American Evolution Woman's Achieve Summit

Some professional developments feed your professional knowledge. Other trainings feed your soul. Tuesday's Women's Achieve Summit was a soul feeder. For 400 years women in Virginia have been achieving. Native American tribe leaders, astronauts, soldiers, entrepreneurs, educators, and political leaders. But stories of women often involve struggle, and we have had to work twice as hard as men. I believe the reason that educators are paid so little is because we are a profession dominated by women, and therefore not taken seriously. But "well behaved women seldom make history", and times are changing.

The conference started with host Queen Latifah speaking briefly before interviewing Wendy Lawrence, Senator Mark Warner, Dr. Jewell-Sherman, and Eboni Williams among others. Story Slams, brief stories of inspiring women who have made a difference in Virginia, took place throughout the day. Women in the military. Women pushing through important laws that help protect our children. Dr. Deborah Jewell-Sherman, former Superintendent of Richmond Public Schools, was the highlight of the day for me, with profound knowledge, like "as women, we don't just have to shatter a glass ceiling, we stand on a glass cliff." Her advice for being a bad ass woman: 1. get a dog 2. you can have it all, although it might not always be at the same time, and 3. put family first always. She says that "there is no stopping a woman who knows her worth and wants to change the world." 
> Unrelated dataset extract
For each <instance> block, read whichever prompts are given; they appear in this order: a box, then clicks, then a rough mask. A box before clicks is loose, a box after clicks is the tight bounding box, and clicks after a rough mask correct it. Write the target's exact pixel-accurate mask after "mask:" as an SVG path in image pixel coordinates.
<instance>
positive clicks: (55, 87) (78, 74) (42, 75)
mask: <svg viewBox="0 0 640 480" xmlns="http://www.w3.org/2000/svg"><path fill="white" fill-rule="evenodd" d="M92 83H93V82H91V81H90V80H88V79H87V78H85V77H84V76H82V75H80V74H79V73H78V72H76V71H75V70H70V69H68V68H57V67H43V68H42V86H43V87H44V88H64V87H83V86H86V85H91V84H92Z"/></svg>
So what can we do as moms to teach our girls, and our boys, about the power of women? What does a mom of boys like myself do? We surround my boys with books of both men and women who made a difference in history. We highlight the female superheroes. We teach boundaries for all people, so that our boys know that when someone says no, they mean it. We model how we should all treat each other, and the expectations, roles, and responsibilities that we all have. That means that boys should be expected to do traditionally female chores too. It also means that we model how we expect men to treat us. What we accept shows our boys what is and isn't okay. Our kids are watching, and as women and moms it is our responsibility that the generations that come after us exceed ours and the ones that came before us.